The size of the target zone and the visualization of this target zone are not the only factors when considering one’s technique of posterior glenohumeral joint injection. Flexing the arm increases the size of the target area, but may also result in increased tension across the posterior joint capsule, theoretically making it more likely that the injectate extravasates into the infraspinatus muscle rather than entering the posterior joint capsule. Other factors that need to be considered are patient comfort and operator ergonomics. As far as the authors are aware, the effect of arm position on these factors has not been previously investigated. In the authors’ institution, posterior glenohumeral US-guided injections are performed with patient lying on the contralateral side with the ipsilateral arm in neutral, and hand rested on the thigh (Birmingham Royal Orthopedic Hospital (BROH) position). This provides a comfortable position for the patient and the target zone for the injection is favorable as per our findings in this study. Our pilot study provides an objective assessment of the target zone in various positions, which could allow the radiologist/ sonographer to decide the best position for his/her case.
The effect of rotation (internal and external rotation) of the arm on the target zone was not assessed in this paper. Further studies with larger cohort of patients looking at the effect of rotation of the arm as well as other factors, age, sex, and morphological abnormalities (like osteoarthritis of shoulder) on the target zone are advised.

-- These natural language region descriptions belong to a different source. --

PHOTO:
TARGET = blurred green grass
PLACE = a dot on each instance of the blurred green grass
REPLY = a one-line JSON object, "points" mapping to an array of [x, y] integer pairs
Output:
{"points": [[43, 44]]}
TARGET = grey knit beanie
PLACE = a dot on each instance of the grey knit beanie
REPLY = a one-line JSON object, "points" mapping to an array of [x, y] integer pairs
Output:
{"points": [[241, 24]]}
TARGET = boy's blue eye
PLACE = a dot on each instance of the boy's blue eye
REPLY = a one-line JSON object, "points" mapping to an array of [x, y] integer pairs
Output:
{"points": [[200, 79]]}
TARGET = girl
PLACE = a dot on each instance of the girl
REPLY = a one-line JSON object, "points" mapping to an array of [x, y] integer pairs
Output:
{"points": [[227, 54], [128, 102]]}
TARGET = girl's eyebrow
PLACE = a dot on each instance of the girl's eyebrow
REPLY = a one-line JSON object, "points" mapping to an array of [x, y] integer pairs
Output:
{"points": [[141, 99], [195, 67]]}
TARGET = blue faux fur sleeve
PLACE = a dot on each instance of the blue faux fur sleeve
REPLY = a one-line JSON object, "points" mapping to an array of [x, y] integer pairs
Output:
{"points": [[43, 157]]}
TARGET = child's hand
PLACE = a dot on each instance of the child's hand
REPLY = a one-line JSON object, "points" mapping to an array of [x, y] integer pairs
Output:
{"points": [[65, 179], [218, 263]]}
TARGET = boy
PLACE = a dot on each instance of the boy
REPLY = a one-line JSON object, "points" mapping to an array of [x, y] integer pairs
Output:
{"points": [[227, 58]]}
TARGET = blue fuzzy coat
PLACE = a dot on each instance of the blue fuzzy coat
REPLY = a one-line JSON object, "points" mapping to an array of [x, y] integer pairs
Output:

Changes in the position of the ipsilateral arm affect the size of the target zone for a posterior approach to glenohumeral injection, with the target zone being largest in arm flexion. Careful consideration has to be made to the ipsilateral arm position when injecting the glenohumeral joint through a posterior approach, regardless of the specific technique utilized or whether the injection is performed blind or image guided. If ultrasound guidance is used, visualization of the target zone is better in ipsilateral arm flexion and neutral compared to extension.